A quick and flavorful one-pot meal combining chicken, rice, and spices, perfect for weeknight dinners.
Author:Caroline Tasty
Prep Time:10 minutes
Cook Time:35 minutes
Total Time:45 minutes
Yield:4 servings
Category:Main Course
Method:One-Pot Cooking
Cuisine:Spanish
Diet:Gluten-Free
Ingredients
Scale
Bone-in or boneless chicken thighs
1 cup long-grain rice
1 cup diced tomatoes
1 cup chicken broth
1 medium onion, finely chopped
2 cloves garlic, minced
1 red bell pepper, diced
2 tbsp olive oil
1 tsp smoked paprika
1 tsp cumin
1 tsp oregano
Salt and pepper to taste
Chopped parsley or cilantro for garnish
Lemon wedges for serving
Instructions
Prep ingredients: Finely chop onion, mince garlic, dice red bell pepper. Pat chicken thighs dry and season with salt and pepper.

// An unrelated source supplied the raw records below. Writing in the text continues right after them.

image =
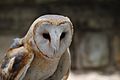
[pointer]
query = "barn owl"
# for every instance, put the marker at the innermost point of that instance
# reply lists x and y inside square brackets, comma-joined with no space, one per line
[43,54]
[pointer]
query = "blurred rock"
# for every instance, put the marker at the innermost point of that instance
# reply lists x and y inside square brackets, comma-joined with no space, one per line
[116,50]
[93,50]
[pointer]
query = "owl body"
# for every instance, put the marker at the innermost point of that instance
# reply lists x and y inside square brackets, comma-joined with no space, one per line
[42,54]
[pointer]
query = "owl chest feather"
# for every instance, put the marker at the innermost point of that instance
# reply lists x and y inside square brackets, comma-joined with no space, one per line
[40,69]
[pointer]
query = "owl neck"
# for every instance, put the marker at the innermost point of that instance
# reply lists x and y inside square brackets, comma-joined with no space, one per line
[33,49]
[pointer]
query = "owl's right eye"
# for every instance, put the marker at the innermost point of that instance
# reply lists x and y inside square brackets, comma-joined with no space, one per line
[46,36]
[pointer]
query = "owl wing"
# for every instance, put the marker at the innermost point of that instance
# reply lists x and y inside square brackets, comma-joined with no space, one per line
[15,64]
[63,68]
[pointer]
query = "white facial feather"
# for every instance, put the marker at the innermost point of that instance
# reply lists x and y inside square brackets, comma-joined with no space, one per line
[52,35]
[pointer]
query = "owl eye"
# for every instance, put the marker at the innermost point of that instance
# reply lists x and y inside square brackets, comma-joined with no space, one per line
[62,35]
[46,36]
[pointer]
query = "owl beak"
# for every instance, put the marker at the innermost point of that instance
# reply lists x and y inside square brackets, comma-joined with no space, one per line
[55,45]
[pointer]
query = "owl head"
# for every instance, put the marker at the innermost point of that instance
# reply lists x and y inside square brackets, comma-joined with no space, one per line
[51,35]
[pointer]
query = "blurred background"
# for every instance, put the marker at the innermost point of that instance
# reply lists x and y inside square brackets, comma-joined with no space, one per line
[95,50]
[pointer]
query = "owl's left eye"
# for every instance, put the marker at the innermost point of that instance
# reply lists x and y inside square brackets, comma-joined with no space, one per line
[62,35]
[46,36]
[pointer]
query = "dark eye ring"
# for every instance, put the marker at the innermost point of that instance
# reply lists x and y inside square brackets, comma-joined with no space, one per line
[46,36]
[62,35]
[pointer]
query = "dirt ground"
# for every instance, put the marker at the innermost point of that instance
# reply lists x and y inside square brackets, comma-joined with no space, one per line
[93,76]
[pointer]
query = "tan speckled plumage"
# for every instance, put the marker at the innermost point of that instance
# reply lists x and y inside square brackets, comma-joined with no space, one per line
[43,53]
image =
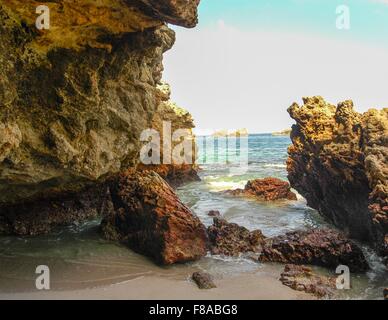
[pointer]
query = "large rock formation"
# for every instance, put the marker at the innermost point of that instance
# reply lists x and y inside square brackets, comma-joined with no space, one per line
[74,99]
[339,163]
[144,212]
[326,248]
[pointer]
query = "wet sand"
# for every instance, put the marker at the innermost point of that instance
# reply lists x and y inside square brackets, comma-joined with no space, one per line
[254,286]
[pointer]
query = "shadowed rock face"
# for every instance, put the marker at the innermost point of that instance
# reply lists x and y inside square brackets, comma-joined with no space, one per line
[144,212]
[74,99]
[339,163]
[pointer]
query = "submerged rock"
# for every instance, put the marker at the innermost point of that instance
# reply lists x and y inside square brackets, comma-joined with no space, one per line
[203,280]
[214,213]
[302,278]
[230,239]
[339,163]
[268,189]
[144,212]
[321,247]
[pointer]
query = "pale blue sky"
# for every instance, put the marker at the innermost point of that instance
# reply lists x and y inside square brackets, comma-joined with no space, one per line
[248,60]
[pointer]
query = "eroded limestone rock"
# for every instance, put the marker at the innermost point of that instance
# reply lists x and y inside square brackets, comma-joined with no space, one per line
[230,239]
[321,247]
[302,278]
[339,163]
[144,212]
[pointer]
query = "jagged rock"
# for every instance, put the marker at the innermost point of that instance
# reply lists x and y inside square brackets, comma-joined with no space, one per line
[203,280]
[339,163]
[230,239]
[214,213]
[321,247]
[302,278]
[144,212]
[74,99]
[268,189]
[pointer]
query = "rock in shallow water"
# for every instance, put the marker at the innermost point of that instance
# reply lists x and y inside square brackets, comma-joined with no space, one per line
[268,189]
[230,239]
[75,99]
[302,278]
[203,280]
[339,163]
[321,247]
[144,212]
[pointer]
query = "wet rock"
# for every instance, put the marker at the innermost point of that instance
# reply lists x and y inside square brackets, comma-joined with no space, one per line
[230,239]
[144,212]
[302,278]
[338,162]
[321,247]
[214,213]
[268,189]
[203,280]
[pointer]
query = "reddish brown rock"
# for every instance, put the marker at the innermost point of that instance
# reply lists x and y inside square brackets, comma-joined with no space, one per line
[339,163]
[230,239]
[322,247]
[144,212]
[203,280]
[302,278]
[214,213]
[268,189]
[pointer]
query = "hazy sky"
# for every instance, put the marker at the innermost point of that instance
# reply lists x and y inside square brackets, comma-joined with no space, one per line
[249,60]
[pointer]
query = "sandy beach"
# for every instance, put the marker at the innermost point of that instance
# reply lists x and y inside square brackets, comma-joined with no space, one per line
[254,286]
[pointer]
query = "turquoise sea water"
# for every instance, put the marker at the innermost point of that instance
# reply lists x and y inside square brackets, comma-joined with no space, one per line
[79,258]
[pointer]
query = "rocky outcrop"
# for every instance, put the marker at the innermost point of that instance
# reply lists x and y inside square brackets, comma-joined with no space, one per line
[144,212]
[268,189]
[75,98]
[321,247]
[203,280]
[339,163]
[302,278]
[230,239]
[214,213]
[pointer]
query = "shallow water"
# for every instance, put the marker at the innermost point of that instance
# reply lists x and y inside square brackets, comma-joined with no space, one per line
[78,258]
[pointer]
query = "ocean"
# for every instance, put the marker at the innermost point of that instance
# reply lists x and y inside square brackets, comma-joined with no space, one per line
[79,258]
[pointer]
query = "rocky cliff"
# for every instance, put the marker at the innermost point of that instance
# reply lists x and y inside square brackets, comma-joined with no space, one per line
[75,98]
[339,163]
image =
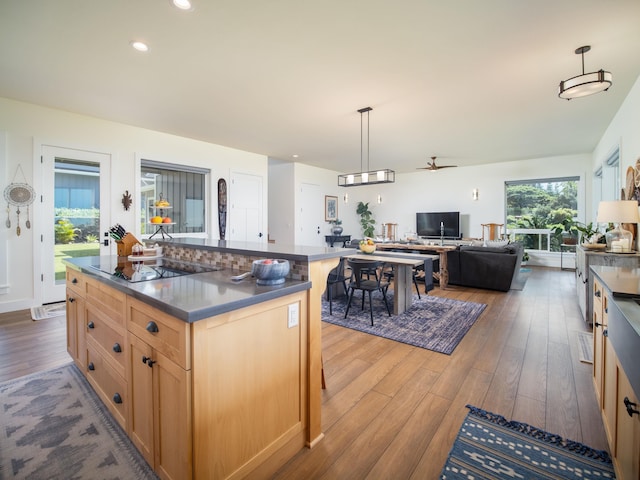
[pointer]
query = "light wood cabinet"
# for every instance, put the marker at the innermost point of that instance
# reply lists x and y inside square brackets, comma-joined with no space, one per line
[160,390]
[627,456]
[76,345]
[224,397]
[614,391]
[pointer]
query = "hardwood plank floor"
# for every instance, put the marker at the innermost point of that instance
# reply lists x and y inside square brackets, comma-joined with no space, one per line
[392,410]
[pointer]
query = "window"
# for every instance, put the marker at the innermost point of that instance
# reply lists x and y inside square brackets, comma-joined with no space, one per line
[185,190]
[539,211]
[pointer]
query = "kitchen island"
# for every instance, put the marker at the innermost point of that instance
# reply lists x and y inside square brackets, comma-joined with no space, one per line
[616,363]
[210,377]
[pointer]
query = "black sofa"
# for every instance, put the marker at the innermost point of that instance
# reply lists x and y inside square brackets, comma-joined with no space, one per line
[493,268]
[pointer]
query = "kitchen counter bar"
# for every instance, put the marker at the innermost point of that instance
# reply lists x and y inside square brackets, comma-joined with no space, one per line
[194,296]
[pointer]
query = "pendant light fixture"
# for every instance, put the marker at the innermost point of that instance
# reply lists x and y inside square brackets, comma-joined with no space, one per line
[365,177]
[587,83]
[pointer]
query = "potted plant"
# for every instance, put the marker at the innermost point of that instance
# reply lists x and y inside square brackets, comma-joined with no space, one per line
[589,233]
[366,219]
[569,230]
[336,229]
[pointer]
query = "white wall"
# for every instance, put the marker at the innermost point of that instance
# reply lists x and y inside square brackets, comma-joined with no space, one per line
[624,130]
[28,126]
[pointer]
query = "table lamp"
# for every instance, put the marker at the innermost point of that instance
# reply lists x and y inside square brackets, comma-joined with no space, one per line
[618,212]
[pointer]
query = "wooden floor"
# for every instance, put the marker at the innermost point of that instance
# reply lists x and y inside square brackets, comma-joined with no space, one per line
[392,411]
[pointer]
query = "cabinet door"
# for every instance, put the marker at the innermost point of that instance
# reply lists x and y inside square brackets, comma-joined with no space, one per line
[140,397]
[172,419]
[628,433]
[599,325]
[609,392]
[75,328]
[160,413]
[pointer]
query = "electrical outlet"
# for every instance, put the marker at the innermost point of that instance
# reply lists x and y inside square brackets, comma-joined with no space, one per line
[293,317]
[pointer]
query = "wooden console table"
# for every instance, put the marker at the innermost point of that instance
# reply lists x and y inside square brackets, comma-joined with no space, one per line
[440,249]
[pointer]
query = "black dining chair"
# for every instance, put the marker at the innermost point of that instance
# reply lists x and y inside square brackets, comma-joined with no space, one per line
[336,277]
[389,274]
[361,271]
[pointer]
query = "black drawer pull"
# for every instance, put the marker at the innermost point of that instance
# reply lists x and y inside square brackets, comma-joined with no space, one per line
[152,327]
[148,361]
[629,404]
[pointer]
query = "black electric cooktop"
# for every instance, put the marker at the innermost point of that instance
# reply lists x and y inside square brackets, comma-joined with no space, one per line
[145,270]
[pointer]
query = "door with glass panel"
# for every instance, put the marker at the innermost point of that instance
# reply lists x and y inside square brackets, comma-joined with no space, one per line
[75,186]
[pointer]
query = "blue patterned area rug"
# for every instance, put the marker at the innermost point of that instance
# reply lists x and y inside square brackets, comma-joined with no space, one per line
[53,426]
[488,446]
[433,323]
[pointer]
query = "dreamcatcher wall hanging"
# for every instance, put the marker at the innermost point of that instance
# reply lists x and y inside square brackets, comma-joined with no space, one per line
[18,195]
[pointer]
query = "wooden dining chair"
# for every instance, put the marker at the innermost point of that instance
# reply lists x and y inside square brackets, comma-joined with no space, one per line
[361,271]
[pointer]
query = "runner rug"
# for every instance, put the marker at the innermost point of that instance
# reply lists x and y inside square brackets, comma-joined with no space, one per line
[433,323]
[490,447]
[53,426]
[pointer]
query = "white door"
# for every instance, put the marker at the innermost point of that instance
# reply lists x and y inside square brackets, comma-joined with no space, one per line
[246,211]
[75,184]
[310,216]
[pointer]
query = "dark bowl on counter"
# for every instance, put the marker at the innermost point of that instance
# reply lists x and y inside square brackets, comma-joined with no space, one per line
[270,271]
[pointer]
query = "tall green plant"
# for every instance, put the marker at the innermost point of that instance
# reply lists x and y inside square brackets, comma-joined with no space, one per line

Brown the chicken: Heat olive oil over medium-high in a Dutch oven. Place chicken skin-side down until golden, about 5-6 minutes, then flip and cook for 3-4 minutes more. Remove from pot.
Sauté the veggies: Lower heat to medium, add onion and red pepper. Cook for 4 minutes, then add garlic for 1 minute until fragrant.
Add spices and rice: Stir in smoked paprika, cumin, oregano, and coat veggies. Add rice and toast for 1-2 minutes.
Add liquids and chicken: Pour in diced tomatoes and chicken broth, stir, then nestle chicken skin-side up into pot.
Simmer covered: Bring to a boil, reduce to low, cover tightly, and simmer for 20-25 minutes until rice is tender and chicken reaches 165°F internal temperature.
Rest and finish: Remove pot from heat and let sit covered for 5 minutes.
Garnish and serve: Sprinkle with chopped parsley or cilantro and serve with lemon wedges.
Notes
Brown chicken in batches to avoid steaming. Let the pot rest before serving for even cooking.